As citizens of a British Dependent Territory, the people of the Pitcairn Islands acknowledge the British Sovereign as their own.  Apart from Christmas Day and Bounty Day, the only other public holiday is the Queen's Birthday.  It is proper, therefore, that special Royal events should be commemorated on Pitcairn.
 
A bitter wind blew across Heathrow on 31 January 1952 when Princess Elizabeth and her husband Prince Philip left London airport for a five month tour of East Africa, Australia and New Zealand.  King George VI, accompanied by the Queen and Princess Margaret, insisted on remaining on the tarmac until the aircraft had vanished into a leaden sky.

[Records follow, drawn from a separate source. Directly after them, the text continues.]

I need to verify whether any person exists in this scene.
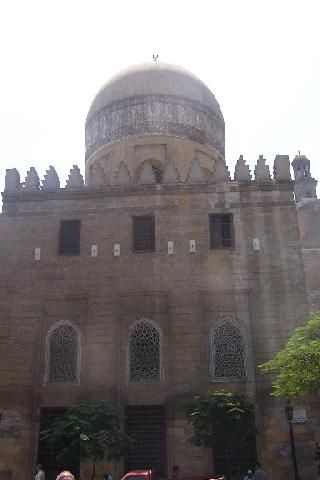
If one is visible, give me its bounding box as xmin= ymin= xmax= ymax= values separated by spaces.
xmin=253 ymin=462 xmax=268 ymax=480
xmin=103 ymin=473 xmax=113 ymax=480
xmin=56 ymin=470 xmax=74 ymax=480
xmin=34 ymin=463 xmax=46 ymax=480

Five days later, the young royal couple were in Kenya, staying at Treetops Hotel, a three-bedroomed resthouse built in the branches of a giant fig tree.  Beneath the hotel was a salt-lick and pool which could be floodlit at night to give the appearance of moonlight.  On the evening of 5 February and late into the night they watched and photographed the wild animals beneath a platform in front of the hotel.  Princess Elizabeth retired for an hour or two's sleep, ready to begin photographing again at dawn.
Kenya time was three hours in advance of the British time.  As Elizabeth Longford says in her biography of the Queen, "...it is therefore more likely that it was at a moment when the King and his successor were both asleep that the crown passed".  King George VI died peacefully in his sleep during the very early hours of 6 February 1952.
Unaware that she was now Queen, the former princess left Treetops to fish for trout twenty miles away and it was not until lunchtime that news of the King's death reached her.  By five in the afternoon, the royal party began a journey which ended in London twenty four hours later - just one week after leaving.
Britain was in mourning as the Queen stepped from the aircraft to be greeted by her Prime Minister, Winston Churchill, Opposition Leader Clement Atlee and other dignitaries.
At the Accession Council of Queen Elizabeth II the following day, the young queen in black appeared alone before a gathering of elders in St James's Palace.  She read her Declaration of Sovereignty to the assembled Privy Councillors in a clear steady voice which the Declaration of Her Majesty Queen Elizabeth II was proclaimed by heralds from the ramparts of the Palace and elsewhere in London.
At twenty five years of age, her personal, carefree life was over.